Get rid of the fake "unit variety." The player should be able to recruit any certain number of troops as long as he has the resources. What that means is that you should be able to recruit 177 men, 98 men, or even 62 men. These will be the player's "basic troops." The player should be able to outfit them with supplies he purchases. So that means armor, weapons, rations, and housing. These troops should perform based on their military training, their commander, and their active service history. The armies need to feel like YOU MADE THEM.
Diplomacy needs to change. There should be more ways to affect the relations between two countries, aside from just waging war on one and not the other. There should be combined arms practices, joint military operations, political deals, marriages, sworn brotherhood banquets, celebrations after defeating a mutual enemy, backstabbings, sale of land, purchases of land, etc. Even the internal administration of the player "empire" should change. It no longer feels personal or realistic for the player to control such a vast empire. I suggest CA take the Crusader King's route. The player will play a "dynasty" of characters, with succession, death, marriage, concubines, the whole shabang. Conquered territories should have to have local rulers when the player's character leaves, if he chooses to even personally lead the army himself. Ministers should grow bold and challenge the player's sovereignty if left unchecked. The player should have advisers, master of coin, master of intrigue, etc. These should all be included.
The map needs to feel compact, but relevant. In Rome 2, CA took out all the gold mines, the farms, the little things on the map that made it relevant.

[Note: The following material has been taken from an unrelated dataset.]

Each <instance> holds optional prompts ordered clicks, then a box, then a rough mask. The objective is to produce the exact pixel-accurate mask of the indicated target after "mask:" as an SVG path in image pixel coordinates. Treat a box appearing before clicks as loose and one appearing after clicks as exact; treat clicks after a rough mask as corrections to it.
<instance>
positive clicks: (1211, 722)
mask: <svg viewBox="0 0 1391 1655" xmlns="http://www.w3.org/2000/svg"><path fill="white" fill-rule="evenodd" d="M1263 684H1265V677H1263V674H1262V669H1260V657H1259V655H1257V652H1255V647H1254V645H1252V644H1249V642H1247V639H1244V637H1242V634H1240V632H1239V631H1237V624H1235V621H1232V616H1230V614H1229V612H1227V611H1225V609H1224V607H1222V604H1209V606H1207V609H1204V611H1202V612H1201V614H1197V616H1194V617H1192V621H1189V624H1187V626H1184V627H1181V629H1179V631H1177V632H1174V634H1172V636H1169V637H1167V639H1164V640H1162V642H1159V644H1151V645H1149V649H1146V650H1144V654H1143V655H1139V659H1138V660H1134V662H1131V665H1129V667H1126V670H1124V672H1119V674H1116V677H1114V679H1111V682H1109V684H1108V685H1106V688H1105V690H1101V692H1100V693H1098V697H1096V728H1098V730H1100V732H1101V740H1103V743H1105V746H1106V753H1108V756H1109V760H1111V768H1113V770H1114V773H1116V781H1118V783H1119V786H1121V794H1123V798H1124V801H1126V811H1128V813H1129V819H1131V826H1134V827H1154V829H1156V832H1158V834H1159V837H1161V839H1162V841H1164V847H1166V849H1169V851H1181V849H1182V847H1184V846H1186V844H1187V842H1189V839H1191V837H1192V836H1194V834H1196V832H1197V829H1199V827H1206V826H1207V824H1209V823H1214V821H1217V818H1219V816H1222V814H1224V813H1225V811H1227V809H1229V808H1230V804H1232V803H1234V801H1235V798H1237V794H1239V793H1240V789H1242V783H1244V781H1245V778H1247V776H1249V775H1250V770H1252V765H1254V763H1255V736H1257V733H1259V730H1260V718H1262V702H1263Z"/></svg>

What they added instead were choke points, narrow corridors, and more fake "map." Each part of the map should feel like it matters. The yellow river or the yangtze should play crucial parts in the game to control rice cultivation, essentially blocking access to rations from your enemies the more contorl of it you have. Farms, silver mines, gold mines, tea plantations, silk makers, paper makers, should all be interactive destinations on the map. Most of all, the map should BE ATMOSPHERIC. It should make you feel like you're a part of the setting, and not just an empty, ugly, piece of cardboard.